Jaye and Vivian head towards the water to try and stop the insanity, but when they see a smashed up barrel float by, they think they’re too late. Back at Vivian’s house, Jaye and Vivian realize that all was not as it seemed. Mahandra and Eric are sitting on the front porch, and Millie is in the kitchen. Millie starts apologizing to Vivian, but just as she’s getting into a nice speech about how there is still time left to make things right, she slumps in her chair, dead. I think that all of these events, particularly Jaye spending time with Vivian, helped Jaye to see where she could be in a few decades if she stayed on the same prickly, uber-cynical path. Deep down, I don’t think she really wants to be the angry lady who never got out of Niagara.

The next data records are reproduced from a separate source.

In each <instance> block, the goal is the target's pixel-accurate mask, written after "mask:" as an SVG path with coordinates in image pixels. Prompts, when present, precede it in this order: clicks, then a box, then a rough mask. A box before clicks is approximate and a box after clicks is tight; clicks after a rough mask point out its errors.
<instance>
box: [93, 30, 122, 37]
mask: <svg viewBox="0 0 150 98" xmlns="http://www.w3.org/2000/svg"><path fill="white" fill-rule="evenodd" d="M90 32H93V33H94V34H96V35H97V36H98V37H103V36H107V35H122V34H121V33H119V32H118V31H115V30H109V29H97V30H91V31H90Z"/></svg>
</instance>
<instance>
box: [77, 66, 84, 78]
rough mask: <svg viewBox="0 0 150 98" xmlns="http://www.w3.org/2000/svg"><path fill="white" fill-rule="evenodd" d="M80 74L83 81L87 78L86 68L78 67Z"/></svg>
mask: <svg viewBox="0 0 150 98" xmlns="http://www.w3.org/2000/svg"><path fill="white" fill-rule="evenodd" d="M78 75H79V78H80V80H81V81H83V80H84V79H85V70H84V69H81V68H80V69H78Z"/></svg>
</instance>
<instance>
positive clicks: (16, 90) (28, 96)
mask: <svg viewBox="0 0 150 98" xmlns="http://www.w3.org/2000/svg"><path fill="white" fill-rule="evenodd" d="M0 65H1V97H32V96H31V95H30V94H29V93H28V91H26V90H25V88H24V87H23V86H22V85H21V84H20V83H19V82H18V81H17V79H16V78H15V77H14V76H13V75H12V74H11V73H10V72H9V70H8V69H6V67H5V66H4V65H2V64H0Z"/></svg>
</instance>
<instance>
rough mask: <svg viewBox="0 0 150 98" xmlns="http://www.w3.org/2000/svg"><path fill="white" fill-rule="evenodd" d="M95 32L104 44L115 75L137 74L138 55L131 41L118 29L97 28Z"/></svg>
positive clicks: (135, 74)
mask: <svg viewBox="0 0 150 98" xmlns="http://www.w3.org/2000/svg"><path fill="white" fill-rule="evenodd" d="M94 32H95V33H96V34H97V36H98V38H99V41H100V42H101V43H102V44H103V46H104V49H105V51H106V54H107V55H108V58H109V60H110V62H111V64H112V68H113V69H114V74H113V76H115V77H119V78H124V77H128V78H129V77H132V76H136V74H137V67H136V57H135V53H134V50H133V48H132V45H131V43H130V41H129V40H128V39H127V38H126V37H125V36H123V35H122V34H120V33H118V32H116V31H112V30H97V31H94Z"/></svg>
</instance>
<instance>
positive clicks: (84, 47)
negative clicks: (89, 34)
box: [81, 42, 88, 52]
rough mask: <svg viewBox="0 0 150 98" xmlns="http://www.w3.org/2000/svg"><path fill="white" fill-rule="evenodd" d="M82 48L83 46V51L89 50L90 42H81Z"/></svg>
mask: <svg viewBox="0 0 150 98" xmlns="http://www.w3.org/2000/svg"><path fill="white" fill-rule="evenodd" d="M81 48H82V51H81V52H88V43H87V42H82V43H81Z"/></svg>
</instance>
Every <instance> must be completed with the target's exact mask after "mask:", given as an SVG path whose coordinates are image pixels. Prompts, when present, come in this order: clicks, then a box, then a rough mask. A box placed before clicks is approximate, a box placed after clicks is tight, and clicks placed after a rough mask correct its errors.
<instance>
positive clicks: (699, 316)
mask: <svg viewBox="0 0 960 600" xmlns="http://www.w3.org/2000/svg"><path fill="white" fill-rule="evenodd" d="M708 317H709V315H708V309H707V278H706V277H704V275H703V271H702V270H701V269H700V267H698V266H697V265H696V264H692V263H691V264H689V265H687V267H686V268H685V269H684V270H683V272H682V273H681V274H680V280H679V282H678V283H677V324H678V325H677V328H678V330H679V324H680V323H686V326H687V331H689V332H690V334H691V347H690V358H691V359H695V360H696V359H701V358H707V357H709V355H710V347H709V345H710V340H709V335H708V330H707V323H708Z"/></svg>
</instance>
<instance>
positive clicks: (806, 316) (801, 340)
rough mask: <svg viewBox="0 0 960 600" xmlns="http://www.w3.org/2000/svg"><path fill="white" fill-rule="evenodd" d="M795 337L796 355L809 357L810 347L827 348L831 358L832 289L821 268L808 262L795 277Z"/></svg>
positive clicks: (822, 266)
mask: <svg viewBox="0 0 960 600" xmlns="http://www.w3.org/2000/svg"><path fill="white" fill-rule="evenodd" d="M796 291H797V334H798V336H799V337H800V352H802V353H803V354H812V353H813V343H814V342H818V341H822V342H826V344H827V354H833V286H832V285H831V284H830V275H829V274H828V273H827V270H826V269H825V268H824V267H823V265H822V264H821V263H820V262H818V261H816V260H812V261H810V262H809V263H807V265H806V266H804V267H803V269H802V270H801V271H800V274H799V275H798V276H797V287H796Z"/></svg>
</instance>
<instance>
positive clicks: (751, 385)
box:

The end of the episode provides a rather creative resolution to the Muses’ command to “give it back to her.” We see a funeral just attended by Jaye, Mahandra, Eric, and Vivian, and we figure it must be for Millie. The pastor, however, gives a eulogy for Vivian. Vivian and Millie have essentially traded places, and Vivian is now going to go on a national over the falls in a barrel tour for CLAW using Millie’s name. Strangely, nobody who knows the truth seems to have much of a problem with this. It does, however, pretty well demonstrate Jaye going to more and more extreme lengths to placate the Muses. Now she’s willing to assist in a pretty major fraud. Jaye and Eric pouring the real Millie’s ashes into the water so she can finally actually go over the falls provided an appropriately bittersweet end to the episode.